Résumé
Background
I received my Ph.D. in Computer Science (2018) from Paris-Saclay University, France, where my thesis proposed several neural architectures for event extraction from unstructured text.
Before that, I earned:
- an M.Sc. in Software Engineering and a B.Sc. in Computer Science from Alexandru I. Cuza University, Iași, Romania
- an M.A. and B.A. in Visual Arts (video & photography) from the George Enescu National University of Arts, Iași, Romania
During my Ph.D., I spent three years at CEA, List (Laboratory for Integration of Systems and Technology) and five years at LIMSI (now LISN) in Orsay, France.
I then worked as a research engineer at the LAL (Linear Accelerator Laboratory), within the Paris-Saclay Center for Data Science, focusing on NLP applications for French law (case outcome prediction) and fake news detection.
From 2017 to 2020, I joined Teklia as a machine learning scientist, developing technologies for digitised and historical document understanding, including handwriting recognition, article separation, and named entity recognition.
From 2020 to 2022, I worked as a postdoctoral researcher at the University of La Rochelle, within the L3i Laboratory (IT, Image & Interaction).
From 2023 to 2026, I was a scientist at the Digital Humanities Laboratory (DHLAB) at École Polytechnique Fédérale de Lausanne (EPFL), where I worked on the Impresso project, focusing on large-scale multilingual historical newspaper processing, named entity recognition and linking, OCR post-correction, semantic enrichment, and the development of evaluation benchmarks for historical NLP.

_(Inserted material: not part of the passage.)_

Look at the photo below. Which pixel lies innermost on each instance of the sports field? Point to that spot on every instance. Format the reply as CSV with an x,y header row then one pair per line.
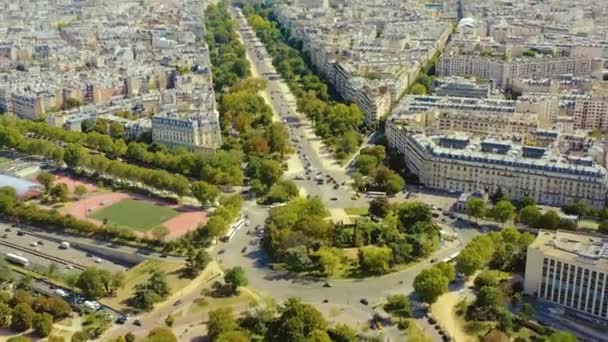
x,y
135,214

My main research interests include:
- Information extraction — entities, relations, and events
- Digitised and historical documents
- Multilingual and multimodal learning
- Machine learning for cultural heritage data
Education
======
- B.S. in Computer Science, Alexandru I. Cuza University, Faculty of Computer Science, 2010
- B.S. in Arts, George Enescu National University of Arts, 2010
- M.S. in Software Engineering, Alexandru I. Cuza University, Faculty of Computer Science, 2012
- M.S. in Arts, George Enescu National University of Arts, 2012
- Ph.D in Computer Science, Paris-Saclay University, 2018
Work experience
======
- Jan 2023-Dec 2025: Research Scientist at EPFL, DHLAB (Digital Humanities Laboratory)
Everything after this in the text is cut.